The 4 basic methods for swinging your shotgun
Thursday, September 21, 2017
At first glance, most people would never realize there are several different methods for swinging a shotgun. Basically, they see a shotgun rise to the shoulder, swing punctuated by the triggered shot.
In fact, there are four primary methods to swinging a shotgun — often dictated by the type of target in play and the shooter's preference. These methods are called Maintained Lead, Spot Shooting, Pull-Away and Swing-Through.
Initially, they all accomplish the same job of putting the shotgun in position to make a successful shot. Their execution, however, often requires different skill sets, and it's best to perfect them all since you may need to use each one depending on the circumstances.
1. Maintained Lead
This method is best suited for predictable targets like you find in skeet or trap shooting. You know their source of origin, trajectory and estimated velocity. The underlying principle, as with all shotgun sports, is that you have to lead the target so that, in effect, the target collides with the shotgun pellets in front of it.
With Maintained Lead, your hold point for the shotgun starts in front of the target, and you never let the target get in front of the barrel. You're matching the speed of the target until, at some juncture, the target angle changes or the target speed changes, you recognize the break point and finally pull the trigger.
Some wingshooters prefer Maintained Lead once they get a bead on the prey's flight path. The problem is that a sudden change in direction by the bird can leave the shotgun ill-positioned, resulting in a miss.
2. Spot Shooting
Here's a way to nab a flushing game bird with little fuss. From the low-gun or ready position, you should raise the gun quickly and shoot straight at the quarry in an ambush-style shot. Spot Shooting is best for short, quick takes. See the bird, shoot the bird.
Spot Shooting is effective on birds flushing immediately in front of you, or if they are flying directly at you, and even some overhead shots.
Some people call Spot Shooting "instinctive shooting" because there's no planning involved. You instinctively know where to down the bird relative to its current position and spot shoot with virtually no swing. If the bird gets away from you, though, Spot Shooting becomes far less effective, and you'll need to rely on other methods such as Pull-Away or Swing-Through as the shot grows longer.
By the way, when it comes to sporting clays, try Spot Shooting the rolling rabbit target. Pick a target break point and shoot straight at it. Spot Shooting rabbit targets is a great way to simplify a shot that many people overcomplicate.
The Pull-Away method calls for keeping your shotgun muzzle just in front of the target and then, just before making shot, pull further away to gain the proper lead.
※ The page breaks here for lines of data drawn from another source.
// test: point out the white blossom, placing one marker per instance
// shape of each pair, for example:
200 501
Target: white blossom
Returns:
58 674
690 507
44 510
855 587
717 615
By closely tracking the target, you can better understand its characteristics until you feel that moment has arrived to sweep out in front of it and pull the trigger.
Pull-Away helps control two important factors in clays shooting: speed and line. The very nature of the Pull-Away method demands that you match the target speed and maintain its line of travel. Some shooters find Pull-Away effective on complex targets because the method gives them a few precious moments of analysis before the actual shot.
Wingshooters often refer to Swing-Through as butt-belly-beak-bang, which is an apt description. Let's say that you're duck hunting, trying to bring down a bird some 30 yards away. You start your gun slightly behind the bird, bring it through the body of the bird, passed the beak and continue the swing until you're far enough ahead to identify the correct lead.
That means you have to keep the gun moving faster than the target, whether it's feathered or clay, until you have reached the projected break point. Swing-Through requires a skill that some shotgun enthusiasts have difficulty mastering: an even and controlled swing.
Swing-Through is effective on game birds because it provides some additional time to establish an unpredictable shot before pulling ahead to complete it. This method also works on low, fast clay targets that are crossing in front of you or quartering away.
As you can see, each of these swing methods works better on some shots than others. Quail hunters may like Spot Shooting, while duck hunters prefer Swing-Through. Pull-Away could be best suited for some clay targets, while Maintained Lead is better for others.
You need to think of these methods as tools. After all, a mechanic doesn't use just one wrench, right?